Diam-diam Nyelonong Masuk ke Kamar Bikin Ibu Guru Merintih, Pengakuan Siswa SMA: Saya Jatuh Cinta
Diam-diam Nyelonong Masuk ke Kamar Bikin Ibu Guru Merintih, Pengakuan Siswa SMA: Saya Jatuh Cinta

Ibu Guru Merintih Kesakitan

Ibu guru Wening merintih kesakitan setelah salah seorang muridnya berinisial CB masuk ke dalam kamarnya.
Pelaku berinisial CB ini mengaku jatuh cinta denga ibu gurunya sehingga nekat mendatangi rumah korban.
Insiden mengenaskan ini terjadi di Dusun Sambeng, Desa Poncosari, Kecamatan Srandakan, Bantul, Yogyakarta.
Saat muridnya nyelonong masuk, sang ibu guru sedang tidur di dalam kamar tidurnya.
Dari hasil pemeriksaan polisi, awal kedatangan pelaku ke rumah sang ibu guru pada Rabu (20/11/2019) malam untuk mencuri pakaian korban.
"Yang bersangkutan (pelaku) datang ke rumah korban bermaksud mengambil pakaian korban.

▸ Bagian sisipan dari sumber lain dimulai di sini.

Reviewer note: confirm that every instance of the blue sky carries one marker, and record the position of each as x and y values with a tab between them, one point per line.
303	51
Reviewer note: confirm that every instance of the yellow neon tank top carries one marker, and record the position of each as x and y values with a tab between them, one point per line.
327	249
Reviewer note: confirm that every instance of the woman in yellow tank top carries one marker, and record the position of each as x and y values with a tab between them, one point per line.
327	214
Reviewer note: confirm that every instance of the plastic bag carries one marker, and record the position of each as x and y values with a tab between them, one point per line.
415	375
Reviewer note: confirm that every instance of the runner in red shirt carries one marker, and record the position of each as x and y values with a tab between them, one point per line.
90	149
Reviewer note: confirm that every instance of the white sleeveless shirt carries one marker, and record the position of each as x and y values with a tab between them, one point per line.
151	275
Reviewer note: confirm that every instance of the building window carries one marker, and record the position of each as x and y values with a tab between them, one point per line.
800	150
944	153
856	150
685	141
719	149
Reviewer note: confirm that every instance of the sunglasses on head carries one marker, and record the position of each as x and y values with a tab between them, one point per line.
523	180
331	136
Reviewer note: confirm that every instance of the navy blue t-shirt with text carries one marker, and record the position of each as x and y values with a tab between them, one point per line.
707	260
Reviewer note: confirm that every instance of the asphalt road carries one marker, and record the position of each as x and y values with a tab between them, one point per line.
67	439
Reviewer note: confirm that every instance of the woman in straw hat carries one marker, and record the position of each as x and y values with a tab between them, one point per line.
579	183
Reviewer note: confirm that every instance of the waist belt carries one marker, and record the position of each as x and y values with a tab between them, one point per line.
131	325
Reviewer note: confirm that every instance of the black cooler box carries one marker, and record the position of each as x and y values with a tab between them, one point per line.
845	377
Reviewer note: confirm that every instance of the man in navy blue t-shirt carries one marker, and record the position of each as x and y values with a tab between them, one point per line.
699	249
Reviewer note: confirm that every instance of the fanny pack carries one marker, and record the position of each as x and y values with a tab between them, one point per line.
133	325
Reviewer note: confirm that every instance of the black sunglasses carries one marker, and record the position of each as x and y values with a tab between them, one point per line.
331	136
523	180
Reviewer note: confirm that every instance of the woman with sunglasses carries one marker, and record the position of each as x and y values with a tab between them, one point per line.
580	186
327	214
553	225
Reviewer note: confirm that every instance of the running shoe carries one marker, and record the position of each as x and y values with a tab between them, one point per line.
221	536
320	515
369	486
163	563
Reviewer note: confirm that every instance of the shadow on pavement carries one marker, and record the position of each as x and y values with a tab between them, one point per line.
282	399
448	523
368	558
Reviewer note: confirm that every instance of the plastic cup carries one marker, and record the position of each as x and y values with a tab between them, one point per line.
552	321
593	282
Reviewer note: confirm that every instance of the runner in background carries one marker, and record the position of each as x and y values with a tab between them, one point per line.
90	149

Saat masuk, melihat korban tidur," kata AKP Rico Sanjaya.
Kemudian, setelah mengambil pakaian korban pelaku keluar melalui pintu dapur.
Namun, siswa SMA ini balik lagi ke kamar sang ibu guru setelah melihat korban sedang tertidur
Pelaku hendak balik ke kamar korban, ketika itu melihat pisau dan langsung muncul niat untuk menusuk sang ibu guru yang katanya sangat disukainya itu.

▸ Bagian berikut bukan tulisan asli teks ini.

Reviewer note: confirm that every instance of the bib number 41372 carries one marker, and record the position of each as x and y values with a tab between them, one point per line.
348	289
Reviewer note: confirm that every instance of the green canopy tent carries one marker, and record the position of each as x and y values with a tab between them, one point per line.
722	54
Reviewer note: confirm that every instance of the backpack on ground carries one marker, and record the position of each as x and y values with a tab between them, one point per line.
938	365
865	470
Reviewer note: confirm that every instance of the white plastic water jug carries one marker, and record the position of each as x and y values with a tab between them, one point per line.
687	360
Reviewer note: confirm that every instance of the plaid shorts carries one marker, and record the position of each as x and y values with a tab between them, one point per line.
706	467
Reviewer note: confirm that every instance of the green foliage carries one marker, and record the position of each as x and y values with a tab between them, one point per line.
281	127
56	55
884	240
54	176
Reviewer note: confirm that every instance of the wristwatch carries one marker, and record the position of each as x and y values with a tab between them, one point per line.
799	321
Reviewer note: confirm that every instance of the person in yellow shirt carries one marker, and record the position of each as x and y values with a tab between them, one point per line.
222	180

Pelaku pun akhirnya menusuk guru sejarah yang saat itu sedang terlelap.
Setelah menusuk korban, pelaku langsung melarikan diri.
Korban saat itu mejerit sambil merintih kesakitan setelah senjata tajam melukai tubuhnya.

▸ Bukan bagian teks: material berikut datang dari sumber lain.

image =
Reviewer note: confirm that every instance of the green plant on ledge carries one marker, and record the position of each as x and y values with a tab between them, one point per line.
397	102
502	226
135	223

"Korban lantas berteriak kesakitan, sementara pelaku kabur dari TKP," terang Kapolsek Srandakan, Kompol Muryanto dikutip dari TribunJogja.
Mendengar jeritan, mertua korban meminta anaknya atau suami Wening yang bernama Nukman Rifai untuk memeriksanya.
Saat itu, Wening sudah dalam kondisi bersimbah darah dengan luka di bagian ulu hati.
Kemudian korban juga mengalami luka memar di bagian wajah.
Tak hanya itu, korban punterlihat lemas setelah anak muridnya itu melakukan perbuatan yang tak disangkanya tersebut.
Keluarga pun seketika membawa korban ke RS UII Kecamatan Srandakan.